Ha sentido un punto de amargura en su adiós: por parte de la sección de Personal se ha sentido ninguneado, muy lejos de lo que la gente le dio en la despedida. "Nadie se ha despedido de mí. Me he sentido 'despersonalizado'. La jefa de Personal no levantó ni la cabeza para despedirse. Nadie me dijo nada, ni una palabra, ni cómo me sentía, ni un gesto de gratitud por todos estos años... Ni me han recibido. Ha sido horrible. Se llama Personal y no reciben a las personas. Eso me ha dolido. Nada que ver con mis compañeros, con la gerencia del IMC, con Ignacio González, Nacho de Miguel... A los que les agradezco su cariño. Si no es por ellos, me hubiera ido como un caracol, con todas las babas y arrastrado". Respecto de su relación con los jefes políticos de turno (esto es, los sucesivos concejales de Cultura que ha habido), ninguna queja tiene Pepillo, si bien guarda un recuerdo especial de Pepe Sagredo. "Con todos he dado el máximo, independientemente del signo político. Y eso me lo enseñó José Mari Yudego, que fue jefe de Protocolo y ha sido mi maestro. Recuerdo que me decía: 'El Ayuntamiento es de piedra; ni sufre, ni padece. Los políticos pasarán, pero tú tienes que estar ahí porque es nuestra obligación'. Y al final lo he comprobado. Con todos los concejales me he sentido bien porque todos han puesto su granito de arena".

Los primeros años fueron duros y caóticos"

No se ha acostumbrado aún Pepillo a pasar de largo junto al Teatro Principal, al que en adelante acudirá como espectador (y, espera, como actor, porque integra una compañía ('Armonía, vanguardia cultural') y sueña con que sus excompañeros les programen un día). "Claro que vendré a ver todo el teatro que pueda. Lo amo. Es mi locura". Está Pepillo ilusionado con un reto: aprender a cantar (mejor, se entiende, porque ya dio muestras de su arte vocal durante la citada 'Movida'). Forma parte de la Coral del Camino, con la que ambiciona convertirse nada menos que en tenor. Eso le hará no abandonar su eterno idilio con el Principal, porque es ahí donde ensaya este grupo, del que habla maravillas. Así que tome nota, lector.

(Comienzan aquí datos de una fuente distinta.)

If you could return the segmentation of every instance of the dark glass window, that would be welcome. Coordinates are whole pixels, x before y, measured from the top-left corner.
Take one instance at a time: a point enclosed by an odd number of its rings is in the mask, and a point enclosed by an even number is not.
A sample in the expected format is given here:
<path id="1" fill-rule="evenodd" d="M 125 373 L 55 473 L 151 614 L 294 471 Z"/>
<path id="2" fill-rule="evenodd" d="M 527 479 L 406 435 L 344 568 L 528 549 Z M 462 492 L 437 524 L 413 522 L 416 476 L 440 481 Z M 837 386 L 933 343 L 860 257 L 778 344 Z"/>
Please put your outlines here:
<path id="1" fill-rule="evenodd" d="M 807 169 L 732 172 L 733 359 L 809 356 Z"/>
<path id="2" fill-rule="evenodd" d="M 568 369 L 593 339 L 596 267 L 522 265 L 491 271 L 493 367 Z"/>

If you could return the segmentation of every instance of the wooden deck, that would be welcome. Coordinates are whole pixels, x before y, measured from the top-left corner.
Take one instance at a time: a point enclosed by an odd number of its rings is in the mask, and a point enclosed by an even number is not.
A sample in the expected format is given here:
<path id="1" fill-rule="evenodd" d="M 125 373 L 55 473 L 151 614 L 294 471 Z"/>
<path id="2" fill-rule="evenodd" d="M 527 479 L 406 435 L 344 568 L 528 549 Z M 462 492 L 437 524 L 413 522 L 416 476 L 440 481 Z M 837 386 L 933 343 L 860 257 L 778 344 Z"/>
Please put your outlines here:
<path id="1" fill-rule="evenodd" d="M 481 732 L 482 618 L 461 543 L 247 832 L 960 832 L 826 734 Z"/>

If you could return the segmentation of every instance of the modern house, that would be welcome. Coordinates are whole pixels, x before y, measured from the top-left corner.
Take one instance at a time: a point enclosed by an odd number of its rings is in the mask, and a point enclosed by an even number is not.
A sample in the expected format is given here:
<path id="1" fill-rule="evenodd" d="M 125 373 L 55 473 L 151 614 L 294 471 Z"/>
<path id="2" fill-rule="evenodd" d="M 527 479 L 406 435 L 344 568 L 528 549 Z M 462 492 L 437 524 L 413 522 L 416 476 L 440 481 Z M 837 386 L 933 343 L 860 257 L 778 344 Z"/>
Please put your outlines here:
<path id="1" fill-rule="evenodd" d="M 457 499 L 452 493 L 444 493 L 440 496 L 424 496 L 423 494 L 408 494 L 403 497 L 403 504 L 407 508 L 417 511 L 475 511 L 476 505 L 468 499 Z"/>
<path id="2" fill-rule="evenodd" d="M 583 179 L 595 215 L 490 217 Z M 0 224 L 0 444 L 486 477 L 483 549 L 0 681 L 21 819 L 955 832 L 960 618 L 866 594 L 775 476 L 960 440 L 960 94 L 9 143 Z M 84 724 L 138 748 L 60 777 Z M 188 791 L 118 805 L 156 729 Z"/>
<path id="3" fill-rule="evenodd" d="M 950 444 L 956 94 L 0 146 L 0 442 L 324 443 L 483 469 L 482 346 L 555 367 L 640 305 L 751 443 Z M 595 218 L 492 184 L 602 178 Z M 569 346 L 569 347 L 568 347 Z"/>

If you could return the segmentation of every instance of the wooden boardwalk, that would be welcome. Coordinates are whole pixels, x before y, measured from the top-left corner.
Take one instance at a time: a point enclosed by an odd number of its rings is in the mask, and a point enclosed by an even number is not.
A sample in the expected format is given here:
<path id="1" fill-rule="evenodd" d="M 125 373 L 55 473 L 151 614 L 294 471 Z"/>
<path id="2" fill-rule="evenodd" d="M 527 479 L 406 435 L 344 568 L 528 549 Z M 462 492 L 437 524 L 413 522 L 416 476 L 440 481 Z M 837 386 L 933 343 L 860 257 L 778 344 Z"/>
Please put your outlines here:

El Teatro Principal es, en su opinión, mejorable: "Realmente no es funcional. Yo lo defendí al principio, tras la rehabilitación. Pero luego comprobé que se podía haber hecho una rehabilitación como en el Bretón de los Herreros de Logroño. Es incómodo. Las butacas mismas lo son. Tras 27 años han dado todo de sí. Había que haberlas cambiado hace tiempo. Hasta las cortinas. Hay que invertir en ese edificio. El espectador paga para estar bien sentado, y cómodo". Reconoce sentirse un tipo afortunado. "Trabajar en un teatro amando el teatro es una suerte", admite. La sesión de fotos de este reportaje es un delirio: se pone siempre teatral ante una cámara Pepillo, que lo mismo se tira sobre las butacas que ensaya un rictus rayano en el despiporre.

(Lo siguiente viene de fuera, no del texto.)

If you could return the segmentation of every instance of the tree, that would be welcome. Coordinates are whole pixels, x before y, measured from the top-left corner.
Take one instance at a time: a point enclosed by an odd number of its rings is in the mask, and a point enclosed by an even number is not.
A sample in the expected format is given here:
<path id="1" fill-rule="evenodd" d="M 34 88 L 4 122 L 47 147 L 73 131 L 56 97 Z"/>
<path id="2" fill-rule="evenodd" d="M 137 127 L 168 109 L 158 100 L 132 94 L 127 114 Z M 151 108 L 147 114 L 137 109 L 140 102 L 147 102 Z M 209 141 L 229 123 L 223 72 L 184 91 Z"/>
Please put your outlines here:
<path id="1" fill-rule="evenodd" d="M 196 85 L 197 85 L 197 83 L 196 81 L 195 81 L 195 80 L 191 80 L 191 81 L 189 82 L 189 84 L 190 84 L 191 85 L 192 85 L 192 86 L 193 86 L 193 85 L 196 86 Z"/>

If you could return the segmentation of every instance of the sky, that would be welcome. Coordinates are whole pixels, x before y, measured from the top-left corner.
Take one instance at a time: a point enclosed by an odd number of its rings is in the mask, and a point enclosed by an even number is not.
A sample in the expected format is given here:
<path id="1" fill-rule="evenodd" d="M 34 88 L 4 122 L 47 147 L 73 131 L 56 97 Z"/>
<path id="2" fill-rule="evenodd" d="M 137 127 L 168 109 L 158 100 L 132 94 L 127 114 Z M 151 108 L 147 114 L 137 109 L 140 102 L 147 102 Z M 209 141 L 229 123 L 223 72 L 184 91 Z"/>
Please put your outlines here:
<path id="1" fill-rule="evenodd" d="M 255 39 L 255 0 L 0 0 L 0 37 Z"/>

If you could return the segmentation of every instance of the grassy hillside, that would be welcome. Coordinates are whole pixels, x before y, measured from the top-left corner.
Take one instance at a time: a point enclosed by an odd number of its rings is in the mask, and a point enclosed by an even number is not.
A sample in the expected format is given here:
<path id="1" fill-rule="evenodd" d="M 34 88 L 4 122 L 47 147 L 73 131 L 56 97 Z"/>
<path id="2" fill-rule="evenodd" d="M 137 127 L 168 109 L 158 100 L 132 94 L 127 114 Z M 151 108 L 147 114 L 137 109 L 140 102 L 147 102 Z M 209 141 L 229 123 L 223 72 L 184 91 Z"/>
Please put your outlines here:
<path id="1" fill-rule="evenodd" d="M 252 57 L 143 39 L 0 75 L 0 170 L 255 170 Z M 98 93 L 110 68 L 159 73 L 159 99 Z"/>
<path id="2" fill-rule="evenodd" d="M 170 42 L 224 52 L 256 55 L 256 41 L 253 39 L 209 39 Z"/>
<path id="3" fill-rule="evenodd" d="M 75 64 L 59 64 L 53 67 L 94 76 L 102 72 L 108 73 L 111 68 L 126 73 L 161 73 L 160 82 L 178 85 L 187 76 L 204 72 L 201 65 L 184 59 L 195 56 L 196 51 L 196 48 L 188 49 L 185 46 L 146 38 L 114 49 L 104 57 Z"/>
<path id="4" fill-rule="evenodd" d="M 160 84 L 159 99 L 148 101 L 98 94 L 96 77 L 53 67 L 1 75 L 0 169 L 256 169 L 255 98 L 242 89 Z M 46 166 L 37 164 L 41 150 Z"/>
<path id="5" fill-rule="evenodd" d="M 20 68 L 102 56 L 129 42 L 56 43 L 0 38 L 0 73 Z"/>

Cuando la gente está descontenta lo paga contigo. He llegado a tener pesadillas"

Confía en que la programación del teatro que ama recupere el tono previo a la pandemia, que los sucesivos gobernantes de la ciudad apuesten de verdad por una cultura que lo convierta en referente. "Más si queremos ser Capital Europea de la Cultura. Si seguimos así, no podemos competir. Pero la cultura siempre es una inversión, aunque no dé dinero. Es un bien popular que sólo sirve para avanzar". Posa Pepillo en la sala de butacas de su casa, de su vida, de este Teatro Principal de sus sueños y desvelos. Ahí, en esa quietud de sillones vacíos, resuena en su interior el eco de todas las sesiones de las que fue responsable último. Y se queda en silencio, diciéndolo todo.